The Bank of Japan (BoJ) relaxed the band of Yield Curve Control (YCC) from (+/-) 25 bps to (+/-) 50 bps, with an unchanged target at 0%.
Income from the sale of debt mutual fund units to be taxed as Short-Term Capital Gains (STCG), and the indexation benefit removed.

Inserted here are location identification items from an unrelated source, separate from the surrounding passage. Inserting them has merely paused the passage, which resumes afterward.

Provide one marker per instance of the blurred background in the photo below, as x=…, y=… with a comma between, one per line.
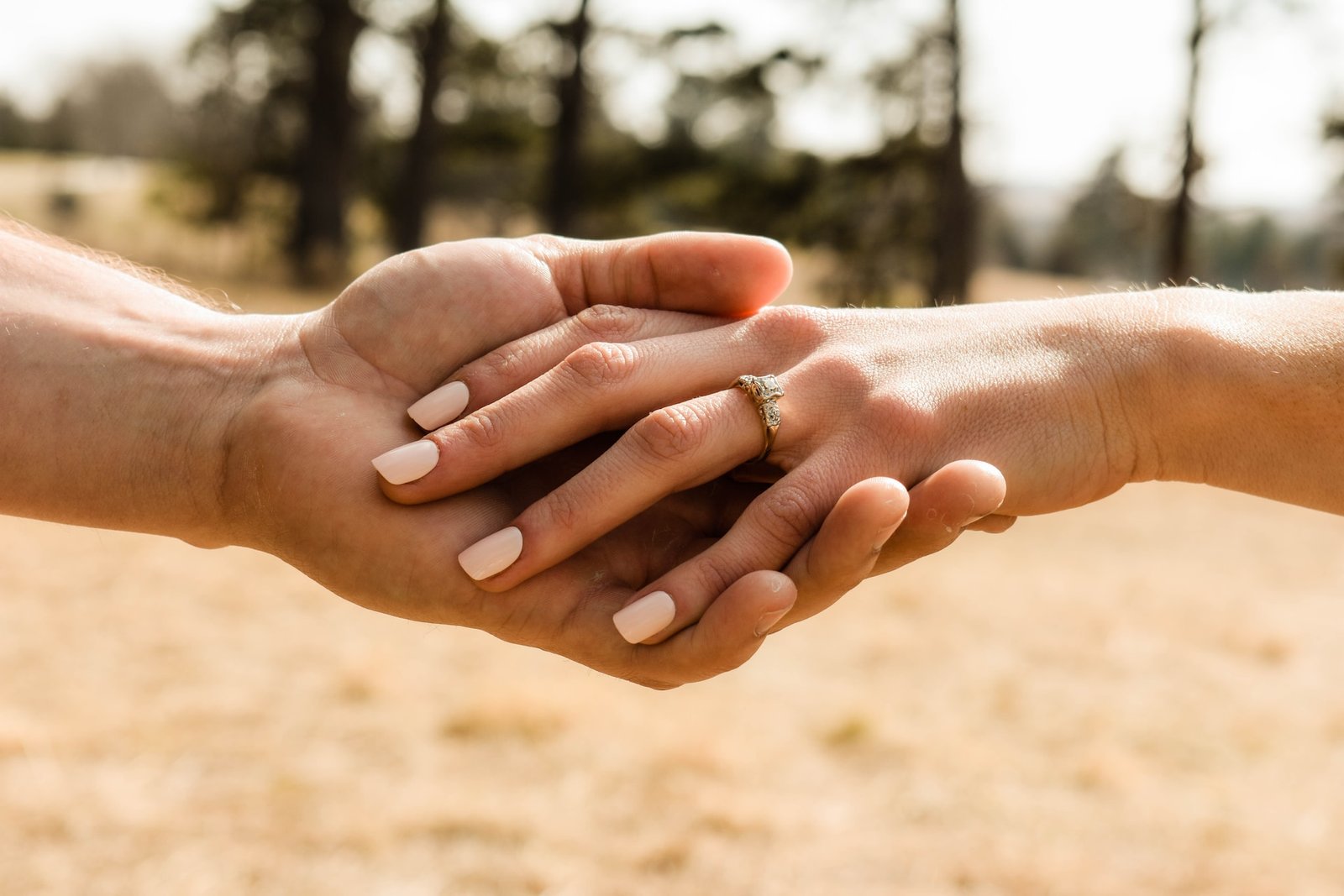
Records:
x=1136, y=698
x=898, y=145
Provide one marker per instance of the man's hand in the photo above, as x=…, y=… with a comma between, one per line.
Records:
x=342, y=379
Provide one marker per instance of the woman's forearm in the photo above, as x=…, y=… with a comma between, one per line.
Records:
x=118, y=396
x=1252, y=394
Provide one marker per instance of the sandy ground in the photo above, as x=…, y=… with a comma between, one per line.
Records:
x=1136, y=698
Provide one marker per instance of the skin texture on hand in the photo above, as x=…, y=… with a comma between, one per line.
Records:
x=131, y=407
x=343, y=378
x=1070, y=398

Income from non-Unit Linked Insurance Plan (ULIP) insurance policies with a total premium exceeding INR 5 lakhs per annum is now taxable.
RBI surprised by pausing in April 2023 against market expectations; drained out liquidity to keep monetary policy tight India's Government Securities (Gsecs) have been included in JP Morgan Global Bond Indices, effective June 2024.
GDP growth momentum sustained by Investment, private consumption subdued: India's economic expansion exceeded even the most optimistic forecasts, driven by robust growth in capital expenditure. The surge in investments was particularly supported by the government's emphasis on infrastructure development and a resurgence in real estate activities. Although private consumption saw only modest growth supported by urban demand, the rural sector faced challenges due to the uneven monsoon and elevated food inflation, resulting in subdued rural income. Gross Value Added (GVA) witnessed significant growth, primarily fueled by robust manufacturing and construction activities. However, the services sector experienced a deceleration as spending in areas such as trade and hotels normalized.
YoY, % | 9MCY22 | 9MCY23 | Quarter ended YoY, % | 9MCY22 | 9MCY23 |
---|---|---|---|---|---|
GDP | 7.5 | 7.1 | GVA | 6.9 | 7.2 |
Private Consumption | 10.4 | 3.9 | Agriculture, Forestry and Fishing | 3.0 | 3.6 |
Government Consumption | 3.7 | 4.0 | Industry | 3.6 | 8.2 |
Gross Capital Formation | 9.3 | 8.3 | Manufacturing | 0.8 | 7.6 |
Gross Fixed Capital Formation | 11.1 | 9.3 | Construction | 8.3 | 10.5 |
Services | 10.0 | 7.6 | |||
Exports | 17.8 | 2.8 | Trade, Hotels, Transport, etc. | 14.1 | 7.5 |
Imports | 20.4 | 10.8 | PADO | 10.0 | 6.2 |
Source- CMIE, MoSPI, Ambit Capital research. Note – PADO: Public Administration, Defence & Other Services 2) GFCF- Gross Fixed capital Formation
Going forward, India's growth is expected to remain steady supported by likely revival in rural sector and continuance of investment spending.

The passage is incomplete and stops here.